Speaking from a Christian perspective, he described such celebrations as inconsistent with biblical teaching on righteousness, while also emphasising his personal faith, stating that he was “alive in Christ” and focused on eternal matters over basketball.
Ivey, who was selected fifth overall in the 2022 NBA Draft and later joined the Bulls after a stint with the Detroit Pistons, had played limited minutes this season due to a knee injury. In recent months, he had increasingly spoken publicly about his faith in interviews and on social media, often describing himself as “born again” and encouraging others to turn to Christianity.
Following news of his release, Ivey responded in a subsequent livestream, disputing the suggestion that his conduct had been harmful to the team. He stated that coaches and teammates could attest to his professionalism and character, and suggested that his release was connected to his Christian expression rather than any issue within the locker room or on the court. “All I’m preaching about is Jesus Christ,” he said, questioning why that would be grounds for dismissal.
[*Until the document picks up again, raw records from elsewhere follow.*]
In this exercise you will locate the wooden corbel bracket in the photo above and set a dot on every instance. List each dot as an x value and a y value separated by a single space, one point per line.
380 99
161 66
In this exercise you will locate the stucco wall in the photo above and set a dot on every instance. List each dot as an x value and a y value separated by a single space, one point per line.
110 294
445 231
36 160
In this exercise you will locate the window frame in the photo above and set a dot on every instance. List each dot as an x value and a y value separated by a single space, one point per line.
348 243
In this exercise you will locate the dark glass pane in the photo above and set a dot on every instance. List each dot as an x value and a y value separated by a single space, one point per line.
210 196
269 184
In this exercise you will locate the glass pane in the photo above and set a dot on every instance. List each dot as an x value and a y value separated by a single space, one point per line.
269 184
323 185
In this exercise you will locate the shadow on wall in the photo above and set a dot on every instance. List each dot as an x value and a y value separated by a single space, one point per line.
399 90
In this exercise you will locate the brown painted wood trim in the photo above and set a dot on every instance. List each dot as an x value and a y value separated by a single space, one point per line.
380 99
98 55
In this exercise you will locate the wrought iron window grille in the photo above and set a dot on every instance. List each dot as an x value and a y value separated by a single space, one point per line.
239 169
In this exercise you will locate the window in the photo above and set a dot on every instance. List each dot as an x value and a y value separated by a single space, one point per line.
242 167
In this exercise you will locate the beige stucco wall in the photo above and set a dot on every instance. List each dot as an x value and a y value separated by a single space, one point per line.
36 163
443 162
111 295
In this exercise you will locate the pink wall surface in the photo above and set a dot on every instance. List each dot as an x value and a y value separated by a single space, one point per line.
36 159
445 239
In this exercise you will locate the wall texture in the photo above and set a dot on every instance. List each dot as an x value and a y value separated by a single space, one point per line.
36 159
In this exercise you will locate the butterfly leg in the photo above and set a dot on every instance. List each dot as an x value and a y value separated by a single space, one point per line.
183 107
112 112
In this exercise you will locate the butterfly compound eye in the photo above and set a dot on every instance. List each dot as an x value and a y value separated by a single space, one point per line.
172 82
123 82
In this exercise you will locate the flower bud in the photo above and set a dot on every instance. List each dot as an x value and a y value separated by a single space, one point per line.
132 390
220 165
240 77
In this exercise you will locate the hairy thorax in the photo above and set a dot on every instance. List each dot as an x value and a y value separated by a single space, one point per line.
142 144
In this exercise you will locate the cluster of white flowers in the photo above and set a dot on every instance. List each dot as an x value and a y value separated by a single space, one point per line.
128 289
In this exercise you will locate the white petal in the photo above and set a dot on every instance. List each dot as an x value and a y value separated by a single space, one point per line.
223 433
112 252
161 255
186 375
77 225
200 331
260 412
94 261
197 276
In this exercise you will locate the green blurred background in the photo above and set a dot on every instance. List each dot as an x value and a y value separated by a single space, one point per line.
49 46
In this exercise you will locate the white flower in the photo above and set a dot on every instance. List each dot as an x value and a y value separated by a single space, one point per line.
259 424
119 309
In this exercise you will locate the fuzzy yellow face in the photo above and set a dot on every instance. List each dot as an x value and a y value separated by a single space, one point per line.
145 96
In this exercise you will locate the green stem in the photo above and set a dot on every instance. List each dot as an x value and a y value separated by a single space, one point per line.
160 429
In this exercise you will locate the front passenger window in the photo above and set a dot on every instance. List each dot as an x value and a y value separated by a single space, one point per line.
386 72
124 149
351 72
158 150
This isn’t an isolated or unique incident. It reflects a broader pattern now familiar across professional sport the world over: Christian athletes will be tolerated, but their Christianity will not.
The moment their faith, their convictions, and their identity meaningfully conflict with the dominant ideological framework, it becomes a problem to be purged. In the case of Ivey, the issue is difficult to miss. By all accounts, he did not disrupt the team. He did not mistreat teammates. He wasn’t violent towards others.
By his own account—and with no public evidence to the contrary—he fulfilled his role professionally. So, what changed? He voiced a conviction that sits at odds with the NBA’s preferred messaging of inclusion and tolerance.
And this is the irony: Christian players are routinely labelled intolerant for holding traditional beliefs. Yet in practice, they are often the only ones modelling a functional tolerance: they continue to play, cooperate, and treat others with fairness despite deep moral disagreement.
Unlike their detractors, they do not call for others to be excluded from the game. They do not seek to purge the league of those who think differently. They actually coexist.
If “inclusion” meant what it claims, that posture would be commended. Ivey would be elevated as a model display of tolerance. A genuinely plural environment doesn’t demand ideological agreement; it requires restraint. It requires the ability to live and work alongside those you fundamentally disagree with. It distinguishes between belief and behaviour, between conviction and conduct.
But this isn’t the standard anymore. Affirmation is welcomed, but dissent is penalised. What remains is not a broad-minded tolerance, but a conditional one—one that risks excluding precisely those, like Ivey, who are willing to live peaceably with difference.
So let’s stop pretending these organisations care about tolerance or inclusivity. If they did, they would recognise and even commend players like Ivey—athletes who continue to work, compete, and treat others with respect despite fundamental disagreements.
But they don’t, because that isn’t the kind of “inclusion” being pursued. What is rewarded is not coexistence, but conformity. The language of tolerance is retained, but its application is selective and used less to accommodate difference than to discipline it.